Я села напротив мамы. Что-то подобное я и ожидала.
− Позавчера раздался звонок. На городской. Точнее, всю ту неделю телефон звонил, но в трубке – молчание, такое бывает, когда из-за границы. Он по какому-то копеечному тарифу набирал.
− А скайп там у него отменили?
− Не знаю. В итоге вчера уже позвонил с нормального телефона по нормальному тарифу.
− И?
− Ну что «и»-то, что «и»? Не подгоняй!
− Я не подгоняю, не бесись. Ты ему рассказала о бабушке?
− Он недавно от кого-то сам узнал.
− Обалдеть. Шесть лет, как его мама умерла, а он недавно узнал. Заботливый сын. И?
− Не надо, Мальва. Он спросил о тебе: где ты, как ты.
− А о тебе?
− Обо мне-то что спрашивать? Я старая жирная корова, я ему не интересна и тогда была.
− Ну мам.
− Я на самом деле обрадовалась, что он спросил о тебе. Я ему всё подробно рассказала, пересказала всю нашу жизнь. Он внимательно слушал, уточнял, спрашивал.
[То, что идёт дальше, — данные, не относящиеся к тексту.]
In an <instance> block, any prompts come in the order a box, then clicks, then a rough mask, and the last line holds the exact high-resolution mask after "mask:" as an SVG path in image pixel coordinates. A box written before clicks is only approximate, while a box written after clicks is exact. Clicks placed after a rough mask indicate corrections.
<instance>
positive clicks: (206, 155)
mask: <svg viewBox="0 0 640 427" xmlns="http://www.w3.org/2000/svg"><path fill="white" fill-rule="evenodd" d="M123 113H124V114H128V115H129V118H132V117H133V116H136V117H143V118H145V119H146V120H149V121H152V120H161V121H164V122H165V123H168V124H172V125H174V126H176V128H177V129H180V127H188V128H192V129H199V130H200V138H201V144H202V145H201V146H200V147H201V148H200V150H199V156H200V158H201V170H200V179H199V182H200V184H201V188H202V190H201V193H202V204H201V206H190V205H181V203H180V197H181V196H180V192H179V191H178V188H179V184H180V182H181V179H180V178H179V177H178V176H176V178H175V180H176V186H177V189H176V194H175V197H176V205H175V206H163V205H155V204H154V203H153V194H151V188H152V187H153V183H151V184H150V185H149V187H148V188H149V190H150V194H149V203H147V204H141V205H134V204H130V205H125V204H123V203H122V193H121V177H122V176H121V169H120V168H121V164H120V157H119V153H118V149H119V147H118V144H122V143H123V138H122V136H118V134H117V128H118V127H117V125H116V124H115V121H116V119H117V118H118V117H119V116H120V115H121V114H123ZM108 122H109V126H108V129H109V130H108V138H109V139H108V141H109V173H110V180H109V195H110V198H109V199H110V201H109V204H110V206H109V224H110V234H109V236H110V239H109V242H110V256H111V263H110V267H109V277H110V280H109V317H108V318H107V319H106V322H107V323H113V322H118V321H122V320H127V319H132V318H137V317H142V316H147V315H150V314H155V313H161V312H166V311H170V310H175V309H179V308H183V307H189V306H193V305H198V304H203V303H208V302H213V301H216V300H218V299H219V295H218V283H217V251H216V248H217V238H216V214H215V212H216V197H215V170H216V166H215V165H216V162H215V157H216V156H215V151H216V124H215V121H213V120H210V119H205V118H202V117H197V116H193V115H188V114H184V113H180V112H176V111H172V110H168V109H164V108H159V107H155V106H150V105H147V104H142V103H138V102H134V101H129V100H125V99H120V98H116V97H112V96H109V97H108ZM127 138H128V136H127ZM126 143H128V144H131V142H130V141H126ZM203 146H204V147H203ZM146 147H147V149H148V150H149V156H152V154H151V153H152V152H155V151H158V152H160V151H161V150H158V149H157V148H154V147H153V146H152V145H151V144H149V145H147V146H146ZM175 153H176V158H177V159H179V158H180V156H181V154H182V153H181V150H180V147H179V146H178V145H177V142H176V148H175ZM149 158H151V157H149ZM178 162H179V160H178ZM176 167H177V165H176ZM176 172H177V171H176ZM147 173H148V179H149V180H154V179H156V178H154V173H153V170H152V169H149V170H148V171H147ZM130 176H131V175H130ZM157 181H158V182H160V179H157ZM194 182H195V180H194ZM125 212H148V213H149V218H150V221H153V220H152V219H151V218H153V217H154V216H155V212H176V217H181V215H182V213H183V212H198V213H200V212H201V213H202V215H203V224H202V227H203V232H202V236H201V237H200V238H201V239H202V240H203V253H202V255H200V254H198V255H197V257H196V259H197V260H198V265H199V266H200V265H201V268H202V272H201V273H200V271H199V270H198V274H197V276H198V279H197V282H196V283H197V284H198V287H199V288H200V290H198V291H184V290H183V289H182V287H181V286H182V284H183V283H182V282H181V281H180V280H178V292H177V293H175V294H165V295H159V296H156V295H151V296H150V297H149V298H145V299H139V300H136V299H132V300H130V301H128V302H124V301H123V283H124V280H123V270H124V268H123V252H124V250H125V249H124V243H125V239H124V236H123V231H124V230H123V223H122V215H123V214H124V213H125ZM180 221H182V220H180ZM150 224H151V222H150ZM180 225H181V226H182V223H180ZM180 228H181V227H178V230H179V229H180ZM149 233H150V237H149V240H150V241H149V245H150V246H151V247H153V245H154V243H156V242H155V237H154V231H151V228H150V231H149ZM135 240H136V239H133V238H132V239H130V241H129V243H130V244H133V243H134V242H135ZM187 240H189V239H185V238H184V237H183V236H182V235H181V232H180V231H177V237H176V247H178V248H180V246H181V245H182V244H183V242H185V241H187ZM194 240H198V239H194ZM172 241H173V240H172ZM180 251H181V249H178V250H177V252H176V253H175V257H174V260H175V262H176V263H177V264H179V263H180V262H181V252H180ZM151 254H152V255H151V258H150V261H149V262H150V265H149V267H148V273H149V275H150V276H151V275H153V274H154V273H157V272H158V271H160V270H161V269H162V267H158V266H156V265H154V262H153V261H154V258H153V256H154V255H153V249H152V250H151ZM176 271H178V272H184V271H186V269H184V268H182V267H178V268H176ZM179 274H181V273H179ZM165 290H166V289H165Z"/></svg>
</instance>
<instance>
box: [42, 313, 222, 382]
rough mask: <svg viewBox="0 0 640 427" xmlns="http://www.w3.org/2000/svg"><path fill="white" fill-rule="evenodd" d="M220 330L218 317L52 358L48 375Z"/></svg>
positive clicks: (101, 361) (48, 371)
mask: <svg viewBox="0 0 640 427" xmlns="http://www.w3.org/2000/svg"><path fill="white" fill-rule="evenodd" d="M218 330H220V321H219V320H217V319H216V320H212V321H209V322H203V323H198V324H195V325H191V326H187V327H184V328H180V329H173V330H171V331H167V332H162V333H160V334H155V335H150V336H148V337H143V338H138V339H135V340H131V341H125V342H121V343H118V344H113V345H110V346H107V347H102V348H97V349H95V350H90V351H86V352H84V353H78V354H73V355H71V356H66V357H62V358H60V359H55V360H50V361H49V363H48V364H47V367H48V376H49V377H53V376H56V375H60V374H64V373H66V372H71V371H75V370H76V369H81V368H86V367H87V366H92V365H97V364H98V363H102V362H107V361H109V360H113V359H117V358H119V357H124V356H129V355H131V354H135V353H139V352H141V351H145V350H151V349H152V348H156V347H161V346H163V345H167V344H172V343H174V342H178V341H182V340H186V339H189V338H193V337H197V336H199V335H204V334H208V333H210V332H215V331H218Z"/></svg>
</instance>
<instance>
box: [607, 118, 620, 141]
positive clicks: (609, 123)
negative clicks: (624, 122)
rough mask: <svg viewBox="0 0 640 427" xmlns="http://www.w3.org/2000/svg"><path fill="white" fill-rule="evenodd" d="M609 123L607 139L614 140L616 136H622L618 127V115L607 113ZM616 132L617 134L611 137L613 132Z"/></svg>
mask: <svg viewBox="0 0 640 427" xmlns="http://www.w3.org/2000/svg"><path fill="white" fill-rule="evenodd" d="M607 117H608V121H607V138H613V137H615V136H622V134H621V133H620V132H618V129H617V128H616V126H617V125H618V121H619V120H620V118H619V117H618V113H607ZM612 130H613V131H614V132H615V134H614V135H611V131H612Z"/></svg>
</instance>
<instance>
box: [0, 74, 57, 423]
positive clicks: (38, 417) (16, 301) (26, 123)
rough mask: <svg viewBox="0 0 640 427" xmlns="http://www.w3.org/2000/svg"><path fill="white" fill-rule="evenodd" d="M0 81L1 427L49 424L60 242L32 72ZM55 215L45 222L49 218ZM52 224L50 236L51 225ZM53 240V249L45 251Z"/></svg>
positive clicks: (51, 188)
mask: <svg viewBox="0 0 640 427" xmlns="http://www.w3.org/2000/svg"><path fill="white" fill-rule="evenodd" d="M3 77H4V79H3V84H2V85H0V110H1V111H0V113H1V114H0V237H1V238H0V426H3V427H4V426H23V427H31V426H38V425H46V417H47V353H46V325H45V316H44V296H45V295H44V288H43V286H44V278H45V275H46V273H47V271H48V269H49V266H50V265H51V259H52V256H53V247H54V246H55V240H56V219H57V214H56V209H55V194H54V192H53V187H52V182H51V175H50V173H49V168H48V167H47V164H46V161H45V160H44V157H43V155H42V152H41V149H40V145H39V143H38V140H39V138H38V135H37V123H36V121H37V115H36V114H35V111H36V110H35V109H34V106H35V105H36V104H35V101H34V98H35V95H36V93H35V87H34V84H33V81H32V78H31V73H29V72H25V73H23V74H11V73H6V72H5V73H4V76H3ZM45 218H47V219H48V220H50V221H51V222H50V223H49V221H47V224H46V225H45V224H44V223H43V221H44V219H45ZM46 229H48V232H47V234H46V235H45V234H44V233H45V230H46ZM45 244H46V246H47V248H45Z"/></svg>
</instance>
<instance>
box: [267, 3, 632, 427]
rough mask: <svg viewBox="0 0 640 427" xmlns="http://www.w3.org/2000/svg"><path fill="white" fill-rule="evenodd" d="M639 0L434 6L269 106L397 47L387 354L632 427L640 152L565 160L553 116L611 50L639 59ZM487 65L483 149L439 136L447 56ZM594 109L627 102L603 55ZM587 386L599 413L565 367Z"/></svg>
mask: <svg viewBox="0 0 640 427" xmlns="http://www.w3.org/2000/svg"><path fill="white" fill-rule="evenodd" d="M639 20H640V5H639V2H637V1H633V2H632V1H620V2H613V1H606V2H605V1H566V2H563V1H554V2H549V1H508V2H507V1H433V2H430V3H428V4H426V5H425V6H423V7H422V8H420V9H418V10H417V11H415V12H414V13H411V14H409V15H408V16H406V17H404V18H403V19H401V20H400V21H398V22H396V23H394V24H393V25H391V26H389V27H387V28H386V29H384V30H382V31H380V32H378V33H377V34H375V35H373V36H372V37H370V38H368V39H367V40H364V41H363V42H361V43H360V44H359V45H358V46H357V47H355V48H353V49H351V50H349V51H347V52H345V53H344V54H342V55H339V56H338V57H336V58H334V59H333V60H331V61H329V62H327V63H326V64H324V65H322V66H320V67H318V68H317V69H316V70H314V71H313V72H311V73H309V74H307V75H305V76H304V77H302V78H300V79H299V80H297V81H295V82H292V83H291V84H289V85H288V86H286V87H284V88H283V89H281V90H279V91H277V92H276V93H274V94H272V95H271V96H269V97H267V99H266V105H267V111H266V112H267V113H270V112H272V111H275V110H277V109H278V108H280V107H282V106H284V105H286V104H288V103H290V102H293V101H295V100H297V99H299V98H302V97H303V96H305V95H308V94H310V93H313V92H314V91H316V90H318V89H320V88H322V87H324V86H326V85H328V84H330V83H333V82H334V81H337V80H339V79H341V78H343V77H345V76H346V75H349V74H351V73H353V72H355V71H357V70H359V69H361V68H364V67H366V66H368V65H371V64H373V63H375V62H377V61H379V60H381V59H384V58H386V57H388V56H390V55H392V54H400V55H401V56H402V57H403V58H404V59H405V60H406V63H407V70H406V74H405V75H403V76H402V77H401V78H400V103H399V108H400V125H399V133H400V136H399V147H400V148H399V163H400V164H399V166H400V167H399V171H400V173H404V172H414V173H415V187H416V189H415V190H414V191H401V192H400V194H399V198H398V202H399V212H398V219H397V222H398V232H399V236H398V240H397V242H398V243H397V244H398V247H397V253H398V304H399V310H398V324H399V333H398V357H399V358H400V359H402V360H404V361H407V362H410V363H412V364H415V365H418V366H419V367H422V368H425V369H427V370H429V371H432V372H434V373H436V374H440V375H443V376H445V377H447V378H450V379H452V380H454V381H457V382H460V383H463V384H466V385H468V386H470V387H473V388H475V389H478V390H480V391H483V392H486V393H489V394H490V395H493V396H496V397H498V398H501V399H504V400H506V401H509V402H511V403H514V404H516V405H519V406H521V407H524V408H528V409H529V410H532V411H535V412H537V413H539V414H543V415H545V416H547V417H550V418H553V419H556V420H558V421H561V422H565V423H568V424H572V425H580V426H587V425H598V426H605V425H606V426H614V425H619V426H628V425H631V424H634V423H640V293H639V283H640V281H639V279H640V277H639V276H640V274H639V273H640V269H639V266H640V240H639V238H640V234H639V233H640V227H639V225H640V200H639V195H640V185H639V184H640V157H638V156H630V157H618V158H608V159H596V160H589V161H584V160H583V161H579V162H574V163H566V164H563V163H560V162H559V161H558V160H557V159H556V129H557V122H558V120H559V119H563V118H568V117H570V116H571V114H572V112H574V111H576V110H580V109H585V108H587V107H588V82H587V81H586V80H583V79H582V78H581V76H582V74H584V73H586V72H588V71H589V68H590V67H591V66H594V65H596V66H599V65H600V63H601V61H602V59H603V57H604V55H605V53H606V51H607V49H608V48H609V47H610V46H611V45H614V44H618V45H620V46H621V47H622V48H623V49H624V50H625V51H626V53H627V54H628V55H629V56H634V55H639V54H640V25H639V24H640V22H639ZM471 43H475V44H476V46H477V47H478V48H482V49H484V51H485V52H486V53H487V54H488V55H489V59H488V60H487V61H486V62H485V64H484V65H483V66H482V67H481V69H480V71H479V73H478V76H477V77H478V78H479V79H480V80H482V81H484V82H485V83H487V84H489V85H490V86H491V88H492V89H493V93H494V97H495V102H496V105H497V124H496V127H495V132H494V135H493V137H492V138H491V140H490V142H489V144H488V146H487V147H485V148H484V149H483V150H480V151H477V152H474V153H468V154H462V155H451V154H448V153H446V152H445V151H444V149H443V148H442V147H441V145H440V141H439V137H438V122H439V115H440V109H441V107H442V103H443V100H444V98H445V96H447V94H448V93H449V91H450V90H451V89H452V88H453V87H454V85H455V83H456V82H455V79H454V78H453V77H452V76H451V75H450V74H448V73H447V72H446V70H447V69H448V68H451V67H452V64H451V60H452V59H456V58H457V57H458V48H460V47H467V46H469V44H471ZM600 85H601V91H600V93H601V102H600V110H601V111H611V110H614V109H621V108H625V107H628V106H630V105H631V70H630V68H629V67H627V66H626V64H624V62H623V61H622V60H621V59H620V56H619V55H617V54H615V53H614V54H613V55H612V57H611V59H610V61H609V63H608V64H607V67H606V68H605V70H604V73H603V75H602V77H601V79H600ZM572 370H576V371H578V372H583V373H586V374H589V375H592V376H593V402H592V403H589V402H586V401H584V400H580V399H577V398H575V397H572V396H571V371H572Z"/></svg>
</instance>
− Спасибо, мама, − я чуть не ревела.
− Подожди. Не нервничай. Успокойся. Когда он узнал, что ты одна в Веретенце, он стал нервничать. Он запретил тебе там жить одной.
− Ну вот ещё. Почему?
− Он не говорит, почему, но просил тебе передать, что в доме нечисто. Говорит, он никогда там один не оставался.
− Но бабушка прекрасно жила… И я с ней. Подъезд вполне чистый. В подвале травят тараканов и крыс, − включила я идиотку.
− Ты не поверишь: он снова твердил, что бабушка продала душу дьяволу. Он вообще не удивился её ранней смерти.
− Мама!
− Я тебе передаю, просто передаю. Папа приказал закрыть плотно окна, поговорить со старшим по дому, и уехать.
− Жалко, − сказала я. – Я столько всего продумала за неделю, даже схему плитки нарисовала. Всё рассчитала. И перед будущими жильцами неудобно. Они надеются, обои собрались покупать.
− Но папа против!
− Мама! Папа был против с нами жить! Это нормально?
− Но он там провёл детство. Он знает…
− Мама! Ты веришь, что бабушка продала душу хоть кому-то?
− Нет, что ты. Я вообще в эту чушь не верю. Какая вообще душа? Бабушка была хорошим человеком, пусть и не без странностей насчёт происхождения. Она работала, консультировала, занималась и секретными работами.
− Но ты могла бы спросить, мама, почему он говорит тебе это спустя годы и на расстоянии.
− Он мне и раньше говорил насчёт «нечисто», − мама закурила, выдохнула дым, стала разводить его тонкой кистью − пальцы с коротко остриженными ногтями. − Он за тебя волнуется. Умолял не ездить больше туда ни в коем случае. Он обещал приехать, как только границы откроют. А их скоро откроют. Как там вообще-то у бабушки?
− Мам! Роман три дня будет штробить и розетки ставить.
− Не знаю, Мальвин… Продать душу дьяволу? Это что-то из классической литературы…
− Мам! Ты не знаешь, а я и подавно. Бабушка прекрасный человек. Со смертью, в общем-то, не совсем ясно. Сердечная недостаточность – может быть что угодно.
− Мальвина! – мама затушила сигарету. Дым полз по столу в сторону окна, растворяясь в воздухе как ножницы с бриллиантами несколько часов назад растворились, не долетев до паркета. – Я тебя уверяю. Можно всю жизнь жить с самыми родными людьми, с самыми близкими родственниками и ничего о них не знать.